Ano da Misericórdia - Só o Amor constrói!


Certa vez encontrei um jovem senhor que me comunicava da morte de seu pai: “Padre, meu pai, enfim, após tanto sofrimento, partiu para o Céu”. Perguntei-lhe como era o seu relacionamento com ele. Foi aí que eu recebi uma grande lição. Confidenciou-me que por muitos anos foi vítima de estupro pelo pai, que amargou esta dor interiormente, e que a sua vida foi marcada por muitos sentimentos de incompreensão e raiva e medo. Após sua denúncia, o pai foi preso. Por muitos anos ficaram separados. O homem adoeceu e foi abandonado. Então, em meio à grave enfermidade do pai, os dois de reconciliaram.
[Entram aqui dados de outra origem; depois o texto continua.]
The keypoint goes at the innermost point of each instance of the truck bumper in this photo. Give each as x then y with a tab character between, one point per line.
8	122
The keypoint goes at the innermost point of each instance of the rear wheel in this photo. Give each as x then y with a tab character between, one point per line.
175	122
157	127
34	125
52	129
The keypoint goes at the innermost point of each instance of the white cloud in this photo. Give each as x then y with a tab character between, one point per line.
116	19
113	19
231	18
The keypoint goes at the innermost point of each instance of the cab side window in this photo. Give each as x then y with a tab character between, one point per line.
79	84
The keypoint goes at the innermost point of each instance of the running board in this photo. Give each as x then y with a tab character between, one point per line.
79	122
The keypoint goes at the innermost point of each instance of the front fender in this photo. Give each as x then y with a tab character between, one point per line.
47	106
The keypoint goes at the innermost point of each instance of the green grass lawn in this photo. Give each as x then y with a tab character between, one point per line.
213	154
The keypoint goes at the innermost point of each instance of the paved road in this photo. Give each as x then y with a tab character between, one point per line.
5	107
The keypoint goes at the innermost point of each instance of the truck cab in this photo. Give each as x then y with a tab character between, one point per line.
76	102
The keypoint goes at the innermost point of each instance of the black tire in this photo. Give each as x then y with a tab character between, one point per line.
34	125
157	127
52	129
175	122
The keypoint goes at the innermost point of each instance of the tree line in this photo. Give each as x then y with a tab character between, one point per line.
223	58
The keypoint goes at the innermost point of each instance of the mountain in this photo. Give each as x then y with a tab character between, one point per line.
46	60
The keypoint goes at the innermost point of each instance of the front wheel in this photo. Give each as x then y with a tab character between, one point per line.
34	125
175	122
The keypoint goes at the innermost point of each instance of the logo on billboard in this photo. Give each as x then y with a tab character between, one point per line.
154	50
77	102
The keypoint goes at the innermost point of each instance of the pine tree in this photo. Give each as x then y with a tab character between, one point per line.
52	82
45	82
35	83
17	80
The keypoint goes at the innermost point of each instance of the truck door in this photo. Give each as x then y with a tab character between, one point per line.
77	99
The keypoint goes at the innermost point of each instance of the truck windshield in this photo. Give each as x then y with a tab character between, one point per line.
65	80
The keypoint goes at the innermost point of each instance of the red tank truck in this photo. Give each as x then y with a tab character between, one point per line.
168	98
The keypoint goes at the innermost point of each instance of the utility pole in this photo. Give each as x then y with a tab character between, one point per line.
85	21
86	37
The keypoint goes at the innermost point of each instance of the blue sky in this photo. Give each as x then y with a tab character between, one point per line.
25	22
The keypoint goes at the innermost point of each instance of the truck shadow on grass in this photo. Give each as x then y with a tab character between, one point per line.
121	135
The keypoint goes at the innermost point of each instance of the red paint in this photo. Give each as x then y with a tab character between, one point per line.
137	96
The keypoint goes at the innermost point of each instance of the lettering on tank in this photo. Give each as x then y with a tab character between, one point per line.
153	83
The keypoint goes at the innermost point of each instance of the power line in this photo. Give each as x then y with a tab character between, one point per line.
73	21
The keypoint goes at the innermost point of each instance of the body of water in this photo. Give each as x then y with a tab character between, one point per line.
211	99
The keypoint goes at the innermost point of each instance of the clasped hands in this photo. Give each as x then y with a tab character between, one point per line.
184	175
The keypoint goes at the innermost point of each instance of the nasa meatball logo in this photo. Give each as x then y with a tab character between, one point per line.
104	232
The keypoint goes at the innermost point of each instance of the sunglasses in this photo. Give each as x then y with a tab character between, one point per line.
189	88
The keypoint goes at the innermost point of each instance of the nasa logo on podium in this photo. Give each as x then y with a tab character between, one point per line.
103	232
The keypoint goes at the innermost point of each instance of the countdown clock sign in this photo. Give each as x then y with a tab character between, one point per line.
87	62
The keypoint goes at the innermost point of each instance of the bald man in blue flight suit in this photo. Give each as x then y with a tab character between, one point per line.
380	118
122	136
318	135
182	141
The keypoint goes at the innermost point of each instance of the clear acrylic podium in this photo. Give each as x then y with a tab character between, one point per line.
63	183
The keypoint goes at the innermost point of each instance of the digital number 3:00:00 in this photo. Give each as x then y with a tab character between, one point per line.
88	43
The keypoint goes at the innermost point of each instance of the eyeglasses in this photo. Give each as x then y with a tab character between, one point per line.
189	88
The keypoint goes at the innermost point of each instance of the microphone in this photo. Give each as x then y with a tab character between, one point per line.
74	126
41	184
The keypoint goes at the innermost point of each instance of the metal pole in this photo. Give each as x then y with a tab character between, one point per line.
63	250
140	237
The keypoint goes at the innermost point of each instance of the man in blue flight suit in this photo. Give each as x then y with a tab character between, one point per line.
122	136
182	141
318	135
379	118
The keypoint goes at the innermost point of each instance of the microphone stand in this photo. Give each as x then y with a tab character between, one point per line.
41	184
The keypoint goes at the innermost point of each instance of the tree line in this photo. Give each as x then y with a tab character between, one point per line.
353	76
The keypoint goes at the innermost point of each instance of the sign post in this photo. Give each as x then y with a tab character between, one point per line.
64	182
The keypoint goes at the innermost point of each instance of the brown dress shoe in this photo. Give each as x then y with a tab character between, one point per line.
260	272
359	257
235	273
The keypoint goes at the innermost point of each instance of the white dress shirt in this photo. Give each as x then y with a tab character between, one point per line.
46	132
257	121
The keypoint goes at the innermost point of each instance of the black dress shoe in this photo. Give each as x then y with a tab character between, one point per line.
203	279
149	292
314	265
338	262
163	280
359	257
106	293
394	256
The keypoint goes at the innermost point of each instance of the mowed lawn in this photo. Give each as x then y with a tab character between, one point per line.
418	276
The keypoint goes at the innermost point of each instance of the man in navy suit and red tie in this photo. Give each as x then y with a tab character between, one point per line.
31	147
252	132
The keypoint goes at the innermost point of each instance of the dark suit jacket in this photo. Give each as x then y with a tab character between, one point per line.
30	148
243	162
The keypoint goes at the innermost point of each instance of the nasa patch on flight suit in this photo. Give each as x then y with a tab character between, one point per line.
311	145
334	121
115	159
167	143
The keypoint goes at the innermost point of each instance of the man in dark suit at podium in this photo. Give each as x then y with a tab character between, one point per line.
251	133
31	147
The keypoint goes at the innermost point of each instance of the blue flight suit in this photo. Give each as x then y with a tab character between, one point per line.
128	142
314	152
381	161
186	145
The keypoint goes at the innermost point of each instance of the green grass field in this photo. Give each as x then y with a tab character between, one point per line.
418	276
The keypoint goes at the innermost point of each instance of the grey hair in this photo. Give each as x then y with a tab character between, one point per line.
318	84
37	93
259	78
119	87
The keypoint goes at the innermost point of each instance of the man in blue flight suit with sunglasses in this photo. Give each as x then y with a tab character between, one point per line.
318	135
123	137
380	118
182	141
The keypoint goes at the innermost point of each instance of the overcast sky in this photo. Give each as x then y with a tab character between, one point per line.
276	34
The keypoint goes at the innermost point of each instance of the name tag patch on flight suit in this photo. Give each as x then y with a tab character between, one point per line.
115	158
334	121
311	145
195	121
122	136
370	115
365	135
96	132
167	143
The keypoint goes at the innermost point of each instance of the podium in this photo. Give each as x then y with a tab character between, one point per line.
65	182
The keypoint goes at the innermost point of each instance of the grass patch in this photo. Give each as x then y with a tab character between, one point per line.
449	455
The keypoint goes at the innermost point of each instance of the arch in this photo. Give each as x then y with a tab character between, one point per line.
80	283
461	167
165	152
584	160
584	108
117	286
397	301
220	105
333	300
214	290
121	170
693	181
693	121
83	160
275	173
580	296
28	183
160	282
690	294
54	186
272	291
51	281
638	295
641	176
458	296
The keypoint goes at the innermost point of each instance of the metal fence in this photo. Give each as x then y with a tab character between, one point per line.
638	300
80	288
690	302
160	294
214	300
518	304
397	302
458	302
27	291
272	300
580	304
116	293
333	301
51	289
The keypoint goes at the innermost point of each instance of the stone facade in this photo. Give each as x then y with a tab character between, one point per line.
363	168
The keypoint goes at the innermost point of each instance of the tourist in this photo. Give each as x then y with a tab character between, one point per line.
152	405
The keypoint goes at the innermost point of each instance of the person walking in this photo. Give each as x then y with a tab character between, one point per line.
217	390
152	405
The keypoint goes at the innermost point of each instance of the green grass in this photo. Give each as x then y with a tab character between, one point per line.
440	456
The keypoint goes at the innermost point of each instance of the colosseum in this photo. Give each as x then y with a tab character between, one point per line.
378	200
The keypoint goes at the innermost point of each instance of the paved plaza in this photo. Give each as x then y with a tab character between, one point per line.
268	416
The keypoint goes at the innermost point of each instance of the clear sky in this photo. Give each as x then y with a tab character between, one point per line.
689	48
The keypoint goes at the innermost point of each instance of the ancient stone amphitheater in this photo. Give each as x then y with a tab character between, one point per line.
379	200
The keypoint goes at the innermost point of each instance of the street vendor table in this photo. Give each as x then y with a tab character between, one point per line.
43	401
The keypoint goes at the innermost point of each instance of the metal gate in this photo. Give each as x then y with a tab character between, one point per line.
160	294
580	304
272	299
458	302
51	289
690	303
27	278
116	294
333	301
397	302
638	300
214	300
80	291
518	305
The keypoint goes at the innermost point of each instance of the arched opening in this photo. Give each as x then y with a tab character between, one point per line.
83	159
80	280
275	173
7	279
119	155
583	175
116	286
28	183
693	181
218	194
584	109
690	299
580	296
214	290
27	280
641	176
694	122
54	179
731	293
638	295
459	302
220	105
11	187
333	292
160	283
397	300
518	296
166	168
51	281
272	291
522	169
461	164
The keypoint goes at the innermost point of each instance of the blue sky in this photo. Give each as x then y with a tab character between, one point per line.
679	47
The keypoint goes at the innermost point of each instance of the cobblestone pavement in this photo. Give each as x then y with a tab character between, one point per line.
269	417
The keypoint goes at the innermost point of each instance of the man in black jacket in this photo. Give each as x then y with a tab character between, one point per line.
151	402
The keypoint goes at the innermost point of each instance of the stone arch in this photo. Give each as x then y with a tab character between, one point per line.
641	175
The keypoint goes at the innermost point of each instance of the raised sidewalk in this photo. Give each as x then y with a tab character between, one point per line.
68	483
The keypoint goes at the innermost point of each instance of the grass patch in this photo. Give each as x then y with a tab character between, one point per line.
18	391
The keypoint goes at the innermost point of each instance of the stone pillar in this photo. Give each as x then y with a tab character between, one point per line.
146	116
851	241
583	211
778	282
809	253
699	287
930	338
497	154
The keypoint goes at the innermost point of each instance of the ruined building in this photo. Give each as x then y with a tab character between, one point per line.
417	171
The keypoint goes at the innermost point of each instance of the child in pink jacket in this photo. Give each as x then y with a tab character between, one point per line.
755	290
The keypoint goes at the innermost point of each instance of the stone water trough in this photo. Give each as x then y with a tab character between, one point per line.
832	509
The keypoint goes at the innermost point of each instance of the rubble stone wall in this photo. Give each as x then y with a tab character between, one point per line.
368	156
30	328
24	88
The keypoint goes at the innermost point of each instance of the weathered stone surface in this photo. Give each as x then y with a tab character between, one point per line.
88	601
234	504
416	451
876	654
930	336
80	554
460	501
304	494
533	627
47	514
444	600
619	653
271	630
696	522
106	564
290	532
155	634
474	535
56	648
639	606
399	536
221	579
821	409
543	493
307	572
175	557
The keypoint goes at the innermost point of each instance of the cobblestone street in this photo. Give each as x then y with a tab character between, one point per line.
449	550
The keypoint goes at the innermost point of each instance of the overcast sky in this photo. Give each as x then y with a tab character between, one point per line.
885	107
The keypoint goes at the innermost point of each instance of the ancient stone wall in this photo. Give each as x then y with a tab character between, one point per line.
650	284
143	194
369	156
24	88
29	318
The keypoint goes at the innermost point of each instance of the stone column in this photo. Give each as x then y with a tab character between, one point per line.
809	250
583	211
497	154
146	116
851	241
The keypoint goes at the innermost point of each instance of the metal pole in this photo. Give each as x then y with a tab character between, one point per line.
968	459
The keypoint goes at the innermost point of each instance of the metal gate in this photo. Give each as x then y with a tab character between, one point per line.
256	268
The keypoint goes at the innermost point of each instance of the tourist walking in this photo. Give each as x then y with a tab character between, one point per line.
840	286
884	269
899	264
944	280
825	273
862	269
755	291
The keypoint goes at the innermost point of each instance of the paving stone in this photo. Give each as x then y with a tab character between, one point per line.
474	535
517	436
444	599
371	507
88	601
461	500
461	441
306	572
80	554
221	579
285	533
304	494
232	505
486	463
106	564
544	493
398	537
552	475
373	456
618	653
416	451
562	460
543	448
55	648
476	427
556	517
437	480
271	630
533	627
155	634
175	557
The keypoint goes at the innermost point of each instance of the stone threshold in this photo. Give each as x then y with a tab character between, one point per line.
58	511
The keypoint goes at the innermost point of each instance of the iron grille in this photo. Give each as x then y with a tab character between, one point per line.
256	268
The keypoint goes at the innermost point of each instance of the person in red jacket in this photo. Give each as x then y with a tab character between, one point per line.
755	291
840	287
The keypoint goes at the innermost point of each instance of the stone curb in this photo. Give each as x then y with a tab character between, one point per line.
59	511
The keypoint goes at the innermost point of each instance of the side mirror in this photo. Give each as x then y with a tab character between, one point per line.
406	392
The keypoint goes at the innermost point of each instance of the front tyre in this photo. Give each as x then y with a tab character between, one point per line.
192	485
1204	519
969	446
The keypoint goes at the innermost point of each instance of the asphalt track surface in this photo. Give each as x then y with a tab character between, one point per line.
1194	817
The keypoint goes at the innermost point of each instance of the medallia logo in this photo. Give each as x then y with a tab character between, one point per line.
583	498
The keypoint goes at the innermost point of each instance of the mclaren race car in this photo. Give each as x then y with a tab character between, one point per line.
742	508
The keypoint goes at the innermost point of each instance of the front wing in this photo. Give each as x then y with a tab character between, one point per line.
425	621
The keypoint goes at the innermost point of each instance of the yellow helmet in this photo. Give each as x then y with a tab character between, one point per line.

Ouvindo seu relato eu já não percebia rancor em sua voz, nem em sua feição. Perguntei-lhe porque parecia tão sereno. Ele me disse: “porque eu o amava. Por justiça, o denunciei; por amor, eu o perdoei. Agora eu vivo em paz”!

São muitos os casos de superação de dor e de traumas. A solução para tais sofrimentos pode estar em alguma técnica de terapia... mas, neste Ano Santo do Jubileu da Misericórdia, o Papa Francisco nos recorda um remédio infalível: o amor que perdoa!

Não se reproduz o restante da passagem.